With India ready to get 25,000 GPUs, Bindra believes that such kind of strategic partnerships will help divide the tasks and the costs will come down. “The ROI is nation building,” – referring to the jobs and creator economy that can be built with the JanAI-type of model.
Speaking about whether the model has to be completely India-made, Bindra’s vision is not restricted. “When it comes to technology, we can’t really claim that everything will certainly be built by an Indian company. One of the people evangelising this along with me is Thoughtworks in Bangalore, which is not an Indian company.”
He also said that the company was also responsible for building large parts of ONDC and the India stack for UPI.
AI’s NOT a Hype
Bindra believes that every technology brings some element of hype which he deems is necessary as it brings in innovation and investment.

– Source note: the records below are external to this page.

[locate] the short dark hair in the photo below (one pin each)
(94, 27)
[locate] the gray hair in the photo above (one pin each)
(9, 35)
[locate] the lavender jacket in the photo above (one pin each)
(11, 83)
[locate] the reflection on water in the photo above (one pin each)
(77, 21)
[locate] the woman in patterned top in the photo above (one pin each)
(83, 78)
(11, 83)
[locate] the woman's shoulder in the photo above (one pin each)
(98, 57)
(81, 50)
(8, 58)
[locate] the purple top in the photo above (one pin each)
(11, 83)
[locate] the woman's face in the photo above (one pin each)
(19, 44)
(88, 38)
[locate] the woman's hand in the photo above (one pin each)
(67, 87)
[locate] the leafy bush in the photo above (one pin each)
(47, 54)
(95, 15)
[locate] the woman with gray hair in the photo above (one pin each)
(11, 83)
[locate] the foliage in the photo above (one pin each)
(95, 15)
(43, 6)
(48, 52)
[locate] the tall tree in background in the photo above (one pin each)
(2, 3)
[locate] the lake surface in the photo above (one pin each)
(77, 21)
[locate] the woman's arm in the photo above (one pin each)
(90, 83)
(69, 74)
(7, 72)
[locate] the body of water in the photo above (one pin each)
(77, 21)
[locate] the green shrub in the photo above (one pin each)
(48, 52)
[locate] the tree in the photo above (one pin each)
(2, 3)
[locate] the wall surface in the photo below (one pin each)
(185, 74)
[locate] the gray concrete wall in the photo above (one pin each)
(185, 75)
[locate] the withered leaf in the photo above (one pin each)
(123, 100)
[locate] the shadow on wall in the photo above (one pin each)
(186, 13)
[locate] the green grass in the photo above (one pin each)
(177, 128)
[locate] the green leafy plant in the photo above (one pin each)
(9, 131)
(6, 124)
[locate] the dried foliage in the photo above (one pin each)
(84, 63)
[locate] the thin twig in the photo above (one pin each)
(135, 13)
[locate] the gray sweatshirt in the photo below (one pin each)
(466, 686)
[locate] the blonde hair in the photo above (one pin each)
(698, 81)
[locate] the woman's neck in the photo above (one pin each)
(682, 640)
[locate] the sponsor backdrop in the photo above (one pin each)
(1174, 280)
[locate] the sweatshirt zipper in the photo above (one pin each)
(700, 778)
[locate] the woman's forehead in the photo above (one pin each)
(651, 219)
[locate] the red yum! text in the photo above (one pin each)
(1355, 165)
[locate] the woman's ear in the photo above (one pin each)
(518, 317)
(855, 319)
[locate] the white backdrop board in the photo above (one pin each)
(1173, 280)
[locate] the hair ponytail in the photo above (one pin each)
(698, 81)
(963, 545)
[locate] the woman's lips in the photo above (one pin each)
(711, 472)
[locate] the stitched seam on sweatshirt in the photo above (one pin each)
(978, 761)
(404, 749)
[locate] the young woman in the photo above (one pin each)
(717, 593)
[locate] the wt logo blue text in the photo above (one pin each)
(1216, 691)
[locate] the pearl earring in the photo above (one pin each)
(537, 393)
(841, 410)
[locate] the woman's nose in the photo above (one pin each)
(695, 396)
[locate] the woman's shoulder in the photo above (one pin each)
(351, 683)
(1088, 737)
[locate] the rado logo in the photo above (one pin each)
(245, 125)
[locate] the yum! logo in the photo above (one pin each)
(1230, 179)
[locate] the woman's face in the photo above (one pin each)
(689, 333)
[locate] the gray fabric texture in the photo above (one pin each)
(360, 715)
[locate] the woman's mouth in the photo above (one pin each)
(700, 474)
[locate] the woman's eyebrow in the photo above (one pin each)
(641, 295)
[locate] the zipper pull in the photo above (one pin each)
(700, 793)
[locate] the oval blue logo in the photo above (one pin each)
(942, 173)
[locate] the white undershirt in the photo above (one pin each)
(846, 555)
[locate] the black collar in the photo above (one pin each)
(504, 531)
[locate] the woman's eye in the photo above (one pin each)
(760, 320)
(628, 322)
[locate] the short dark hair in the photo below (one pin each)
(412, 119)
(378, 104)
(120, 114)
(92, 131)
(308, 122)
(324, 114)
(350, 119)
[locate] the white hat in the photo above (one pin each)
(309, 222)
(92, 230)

However, he said that there needs to be a “hype-to-reality ratio”.
“If you take the Metaverse, the hype-to-reality ratio is bad. If you go into Metaverse, either Meta’s Metaverse or Roblox’s Metaverse, you will find 37 people or 74 in the game, but if you look at the sheer amount of news it created versus the people using it, the ratio is extremely large. However, with generative AI, we know there are over 100 million people using it. It’s been 11 months and sure, there is a hype but there also is reality there,” concluded Bindra.